Now, until you are ready to “step it up” here’s what I suggest, be in-efficient in your daily activities. Here’s what I mean by that: when cleaning the house/putting things away, take more trips through the house then you have to. If you have two things in the dining room that need to be taken to the shed, take them one trip at a time. If you are parking at the grocery store, park out as far as you can and walk down isles that you don’t need anything in (unless it’s an aisle that will trigger a non-keto purchase), when folding the clothes, fold one item, walk it to the closet/dresser and put it away, repeat. Walk to the grocery store/library/work if you can (win-win, you save money AND get movement).
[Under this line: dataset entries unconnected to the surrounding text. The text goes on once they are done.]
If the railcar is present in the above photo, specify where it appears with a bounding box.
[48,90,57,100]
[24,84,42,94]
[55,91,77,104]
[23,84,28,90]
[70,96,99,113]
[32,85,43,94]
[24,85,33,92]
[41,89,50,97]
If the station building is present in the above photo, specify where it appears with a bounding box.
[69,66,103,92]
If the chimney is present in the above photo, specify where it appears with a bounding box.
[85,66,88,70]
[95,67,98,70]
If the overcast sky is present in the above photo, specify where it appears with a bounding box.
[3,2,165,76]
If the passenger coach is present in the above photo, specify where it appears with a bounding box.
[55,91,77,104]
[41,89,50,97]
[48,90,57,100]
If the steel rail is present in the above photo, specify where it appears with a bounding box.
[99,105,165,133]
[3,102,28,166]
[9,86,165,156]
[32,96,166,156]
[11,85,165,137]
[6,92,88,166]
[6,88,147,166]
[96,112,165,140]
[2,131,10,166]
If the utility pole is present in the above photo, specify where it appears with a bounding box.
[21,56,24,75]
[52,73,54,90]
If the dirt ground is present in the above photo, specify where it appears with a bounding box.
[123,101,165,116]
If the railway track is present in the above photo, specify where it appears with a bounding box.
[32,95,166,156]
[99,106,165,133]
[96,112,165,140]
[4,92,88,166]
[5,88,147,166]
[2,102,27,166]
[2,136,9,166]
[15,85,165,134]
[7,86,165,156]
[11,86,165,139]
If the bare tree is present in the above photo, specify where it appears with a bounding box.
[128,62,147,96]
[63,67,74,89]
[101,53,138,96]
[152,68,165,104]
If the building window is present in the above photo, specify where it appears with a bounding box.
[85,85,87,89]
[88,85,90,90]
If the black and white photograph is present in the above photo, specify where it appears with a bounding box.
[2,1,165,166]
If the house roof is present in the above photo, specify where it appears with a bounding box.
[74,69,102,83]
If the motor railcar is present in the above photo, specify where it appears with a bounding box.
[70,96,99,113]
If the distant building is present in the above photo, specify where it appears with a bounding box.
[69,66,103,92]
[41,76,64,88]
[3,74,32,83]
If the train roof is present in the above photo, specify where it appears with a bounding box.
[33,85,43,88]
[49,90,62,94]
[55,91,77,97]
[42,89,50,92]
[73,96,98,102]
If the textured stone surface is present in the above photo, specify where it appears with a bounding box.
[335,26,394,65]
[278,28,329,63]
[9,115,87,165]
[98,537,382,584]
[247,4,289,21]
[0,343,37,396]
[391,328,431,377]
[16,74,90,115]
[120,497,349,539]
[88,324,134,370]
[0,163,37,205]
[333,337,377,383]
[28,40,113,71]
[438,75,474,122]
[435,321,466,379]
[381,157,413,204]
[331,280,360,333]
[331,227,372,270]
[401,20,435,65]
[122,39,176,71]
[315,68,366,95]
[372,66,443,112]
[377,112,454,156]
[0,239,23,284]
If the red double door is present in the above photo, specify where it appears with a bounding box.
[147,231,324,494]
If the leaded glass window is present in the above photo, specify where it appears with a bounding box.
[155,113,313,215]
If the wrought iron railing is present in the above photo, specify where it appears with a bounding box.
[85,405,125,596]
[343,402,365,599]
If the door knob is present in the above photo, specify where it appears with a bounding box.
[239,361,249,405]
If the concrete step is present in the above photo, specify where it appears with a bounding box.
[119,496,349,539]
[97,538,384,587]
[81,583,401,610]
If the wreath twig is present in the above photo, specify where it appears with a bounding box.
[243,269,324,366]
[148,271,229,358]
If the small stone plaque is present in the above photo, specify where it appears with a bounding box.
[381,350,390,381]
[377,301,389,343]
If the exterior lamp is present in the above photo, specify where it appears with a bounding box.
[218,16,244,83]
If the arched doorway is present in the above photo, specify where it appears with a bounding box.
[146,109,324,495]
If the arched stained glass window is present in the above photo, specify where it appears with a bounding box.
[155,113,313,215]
Adding these simple “in-inefficiencies” to your day will result in more motion on a regular basis, maybe precluding the need to even head to the gym.

Good luck to you!


(Brooke ) #20

I’m a personal trainer and I say keep it simple and walk, walk, walk. Once you can walk for 30 minutes then maybe pick 5 machines to try and cycle through. I believe walking is the most fundamental exercise we can do. So many people get overwhelmed by what to do and what machine to use etc. Just walking will get your most of the way. When in doubt - just walk.

Walking on natural ground is better than a treadmill, but if you choose a treadmill, go slow and uphill slightly or a lot. It keeps your gait more natural. I’m happy to provide more help if you like.